Intanto gli uiguri, che fino agli anni Ottanta costituivano oltre l’80 per cento della popolazione dello Xinjiang, sono scesi a meno del 45 per cento. La chiamano “sommersione etnica” ed è la politica messa in atto da Pechino per favorire l’”integrazione” di aree a forte velleità indipendentista. Lo Xinjiang – regione ricca di risorse naturali come gas, petrolio e carbone – è destinato a soddisfare la sete di energia dello sviluppo cinese. Ma nel frattempo è dilaniato da quella che potremmo definire una guerra civile a bassa intensità. Solo nel 2013 – e solo per gli incidenti noti – si sono superati i cento morti. Gli scontri sono spesso scaturiti da stupide provocazioni o da abusi di funzionari locali. Le informazioni sono rare e incomplete e, forse proprio per questo, la tensione sociale sale assieme all’indignazione popolare.
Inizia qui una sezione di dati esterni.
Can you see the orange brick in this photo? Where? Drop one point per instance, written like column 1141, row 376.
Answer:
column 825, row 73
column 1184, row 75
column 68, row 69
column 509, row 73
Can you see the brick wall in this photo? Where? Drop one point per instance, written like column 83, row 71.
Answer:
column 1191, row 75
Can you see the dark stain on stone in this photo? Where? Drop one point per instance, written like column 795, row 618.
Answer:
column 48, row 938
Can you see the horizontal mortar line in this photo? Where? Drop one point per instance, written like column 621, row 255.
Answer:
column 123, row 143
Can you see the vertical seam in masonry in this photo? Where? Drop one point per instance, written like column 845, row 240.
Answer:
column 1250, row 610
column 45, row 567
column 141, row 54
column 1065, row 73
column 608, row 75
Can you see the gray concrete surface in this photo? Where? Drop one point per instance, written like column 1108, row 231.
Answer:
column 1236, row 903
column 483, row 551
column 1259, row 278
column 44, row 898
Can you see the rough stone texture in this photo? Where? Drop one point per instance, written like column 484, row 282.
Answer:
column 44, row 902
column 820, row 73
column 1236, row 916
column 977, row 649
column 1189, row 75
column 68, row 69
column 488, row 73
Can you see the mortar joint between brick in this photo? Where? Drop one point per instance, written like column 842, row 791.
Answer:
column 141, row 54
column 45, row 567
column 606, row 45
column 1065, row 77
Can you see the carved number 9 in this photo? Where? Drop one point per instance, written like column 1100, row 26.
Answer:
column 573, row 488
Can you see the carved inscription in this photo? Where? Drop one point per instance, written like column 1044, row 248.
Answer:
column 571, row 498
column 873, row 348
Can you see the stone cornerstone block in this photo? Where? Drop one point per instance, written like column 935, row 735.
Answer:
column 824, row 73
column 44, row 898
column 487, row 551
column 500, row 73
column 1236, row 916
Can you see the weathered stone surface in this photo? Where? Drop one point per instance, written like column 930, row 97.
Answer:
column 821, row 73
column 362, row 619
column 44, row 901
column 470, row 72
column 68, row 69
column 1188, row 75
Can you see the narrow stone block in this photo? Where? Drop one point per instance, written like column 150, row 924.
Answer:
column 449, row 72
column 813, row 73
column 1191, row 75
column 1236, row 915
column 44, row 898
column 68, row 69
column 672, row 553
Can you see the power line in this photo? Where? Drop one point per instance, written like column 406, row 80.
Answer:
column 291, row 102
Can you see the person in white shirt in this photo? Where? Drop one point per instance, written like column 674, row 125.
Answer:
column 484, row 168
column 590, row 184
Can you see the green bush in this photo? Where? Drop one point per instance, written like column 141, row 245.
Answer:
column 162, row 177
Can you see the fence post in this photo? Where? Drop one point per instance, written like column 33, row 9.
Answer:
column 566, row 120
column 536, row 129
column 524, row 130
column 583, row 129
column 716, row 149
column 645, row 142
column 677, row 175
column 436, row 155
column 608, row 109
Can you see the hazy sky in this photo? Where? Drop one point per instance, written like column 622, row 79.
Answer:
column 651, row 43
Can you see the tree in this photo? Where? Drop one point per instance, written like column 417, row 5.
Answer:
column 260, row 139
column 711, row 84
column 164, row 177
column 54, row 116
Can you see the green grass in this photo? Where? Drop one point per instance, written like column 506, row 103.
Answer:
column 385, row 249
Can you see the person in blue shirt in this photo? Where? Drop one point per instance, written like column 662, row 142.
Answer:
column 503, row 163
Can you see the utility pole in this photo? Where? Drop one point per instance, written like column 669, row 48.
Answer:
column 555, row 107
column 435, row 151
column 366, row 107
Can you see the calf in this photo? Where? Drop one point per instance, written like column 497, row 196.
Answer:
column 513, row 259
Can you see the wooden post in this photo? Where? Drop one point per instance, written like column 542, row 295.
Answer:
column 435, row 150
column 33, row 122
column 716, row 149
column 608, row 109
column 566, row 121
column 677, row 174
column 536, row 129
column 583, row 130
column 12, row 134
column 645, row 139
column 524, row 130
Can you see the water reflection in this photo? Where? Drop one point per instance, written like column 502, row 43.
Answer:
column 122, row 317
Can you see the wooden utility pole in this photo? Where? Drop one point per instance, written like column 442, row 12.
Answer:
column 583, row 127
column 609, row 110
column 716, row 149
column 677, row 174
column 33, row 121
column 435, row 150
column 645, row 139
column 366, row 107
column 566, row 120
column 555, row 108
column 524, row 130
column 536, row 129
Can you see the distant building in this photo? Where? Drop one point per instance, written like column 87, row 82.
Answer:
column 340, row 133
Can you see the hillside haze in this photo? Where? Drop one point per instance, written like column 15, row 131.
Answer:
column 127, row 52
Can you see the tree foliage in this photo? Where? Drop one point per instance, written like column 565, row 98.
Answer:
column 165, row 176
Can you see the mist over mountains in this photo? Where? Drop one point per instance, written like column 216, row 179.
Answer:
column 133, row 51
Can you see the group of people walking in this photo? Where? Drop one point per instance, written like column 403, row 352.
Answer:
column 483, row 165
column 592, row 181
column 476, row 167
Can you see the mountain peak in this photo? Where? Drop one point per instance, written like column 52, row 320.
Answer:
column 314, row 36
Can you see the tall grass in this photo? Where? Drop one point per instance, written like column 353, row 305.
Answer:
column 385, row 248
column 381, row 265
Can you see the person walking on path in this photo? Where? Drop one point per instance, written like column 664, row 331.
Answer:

Lo scorso 29 ottobre una famiglia uigura si è fatta esplodere con una macchina a piazza Tian’anmen, proprio sotto il ritratto di Mao. L’incidente ha bucato gli schermi dell’informazione mondiale ma il movente rimane ignoto. Sembrerebbe che la famiglia avesse investito tutti i suoi risparmi nella costruzione di una moschea per il suo villaggio natale, poi distrutta dalle forze dell’ordine cinesi. Xi Jinping aveva chiesto ai funzionari locali di fare in modo che “i terroristi diventino come i ratti che scappano per le le strade mentre tutti urlano: ammazzateli!”. È chiaro che ormai la strategia è quella di portare il conflitto fuori dallo Xinjiang. E sembrerebbe che “i ratti” sono più imprevedibili di quanto si pensasse.